Vererbung oder Erziehung?

 

Von wem hat unser Kind das nur? Schon seit der Antike versuchen die Menschen die Gesetzmäßigkeiten der Vererbung durch verschiedene Hypothesen zu erklären.

Doch erst 1865 gelang es Gregor Mendel, grundlegende Regeln für die Weitergabe von Erbanlagen aufzustellen.


Heute weiß man zudem, dass nicht nur die Gene Einfluss auf die Entwicklung des Nachwuchses haben, sondern dass Kinder auch stark durch die Erziehung und ihr Umfeld geprägt werden.

Angeboren oder erlernt?

  • Äußere Merkmale wie blaue Augen, rote Haare und lange Beine sind angeboren. Dennoch ist ein Kind nicht das "Abbild" seiner Eltern. Erbinformationen können auch eine Generation überspringen, so dass Ihr Kleines etwa Merkmale der Großeltern erben kann. Es können auch ganz neue Merkmale auftreten, die weder in der Familie der Mutter noch in der des Vaters vorkommen. Für die meisten Körpermerkmale ist ein Zusammenspiel vieler Gene verantwortlich.
  • Die Veranlagung für Krankheiten wie Neurodermitis oder Allergien werden vererbt. Sind solche Fälle in der Familie bekannt oder treten sie vermehrt auf, ist das Risiko für das Kind erhöht, ebenfalls zu erkranken. Allerdings ist die Entstehung und Ausprägung einer Allergie auch von Umwelteinflüssen, Stress sowie dem allgemeinen Gesundheitszustand abhängig.
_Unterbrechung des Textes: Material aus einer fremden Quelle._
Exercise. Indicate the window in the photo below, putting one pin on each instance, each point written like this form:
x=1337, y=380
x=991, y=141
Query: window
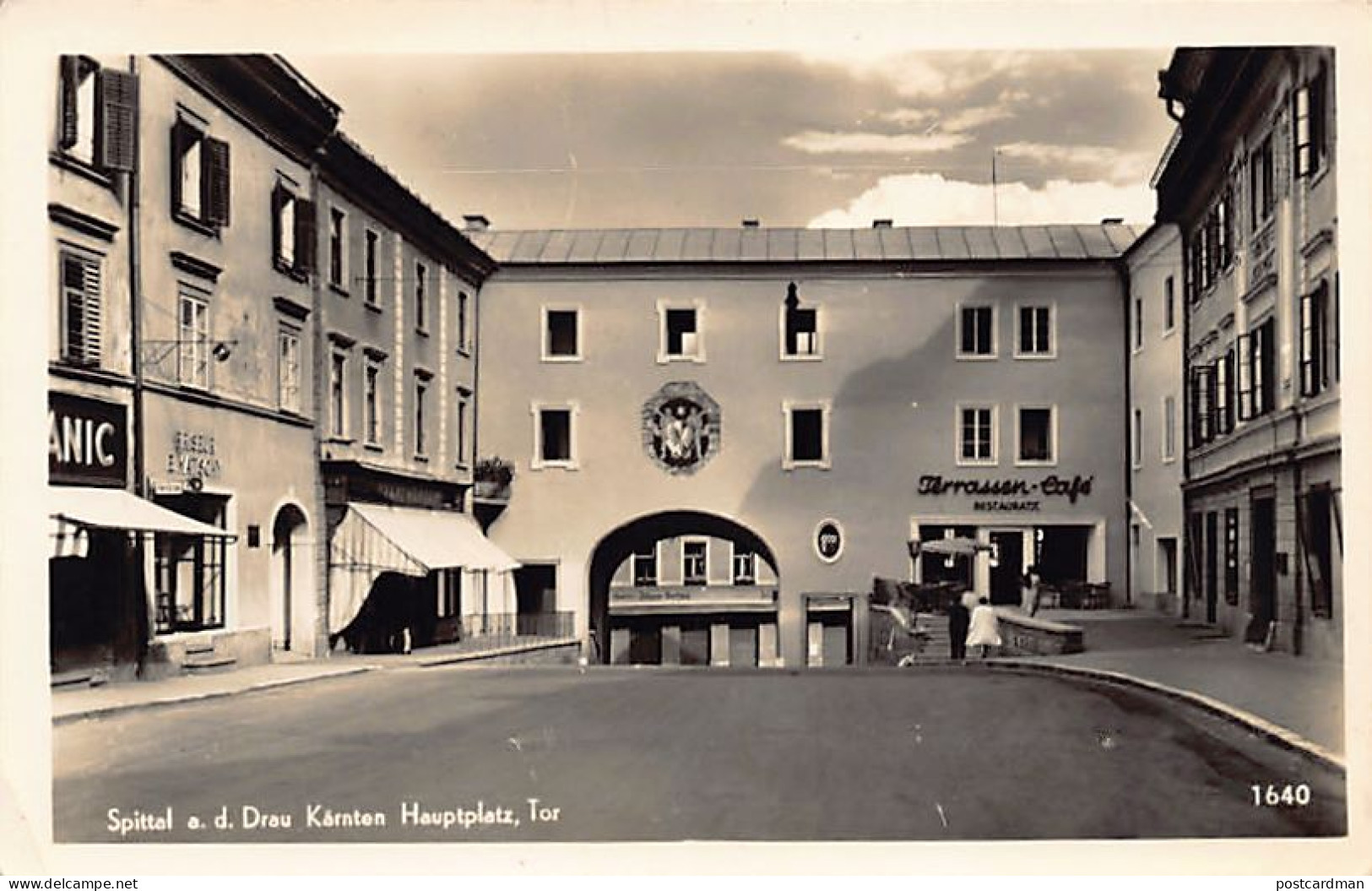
x=807, y=436
x=799, y=329
x=292, y=232
x=1036, y=436
x=645, y=566
x=977, y=434
x=199, y=176
x=338, y=249
x=695, y=559
x=976, y=333
x=746, y=568
x=420, y=298
x=193, y=340
x=338, y=394
x=561, y=334
x=681, y=334
x=99, y=114
x=289, y=368
x=1315, y=340
x=1312, y=124
x=421, y=383
x=1261, y=184
x=1257, y=371
x=80, y=307
x=1202, y=404
x=460, y=426
x=1035, y=333
x=1136, y=448
x=1169, y=428
x=555, y=437
x=464, y=344
x=372, y=403
x=369, y=261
Mit der richtigen Ernährung von Anfang an lässt sich eine mögliche Allergie verzögern, mindern oder sogar verhindern.
  • Emotionale Mimik ist durchaus vererbbar und somit kann es innerhalb einer Familie eine typische "Gesichtssprache" geben.
  • Sicher geben Eltern einen Teil ihrer Intelligenz an ihren Nachwuchs weiter, jedoch hängt die Intelligenz des Kindes vor allem davon ab, wie es sich entwickelt und wie es gefördert wird.
  • Eigenschaften wie Temperament, Ängstlichkeit oder Aggressivität sind nur in gewissem Maße in die Wiege gelegt. Ihre Ausprägung wird stark durch Umweltfaktoren wie Erziehung und soziales Umfeld beeinflusst.

Während die Gene zwar die körperlichen Merkmale des Nachwuchses zum größten Teil bestimmen, geben sie für deren Charaktereigenschaften nur den Rahmen vor. Denn die Persönlichkeit eines Kindes entwickelt sich fortlaufend weiter über die ganze Kindheit und Jugendzeit. Das heißt, ein zurückhaltender Dreijähriger muss noch lange kein schüchterner Teenager werden. Entscheidende Einflussfaktoren sind Erziehung, Ausbildung, soziales Umfeld und Erfahrungen.

Mit zunehmendem Alter verfestigt sich der Charakter, doch selbst im Erwachsenenalter sind noch Wandlungen möglich.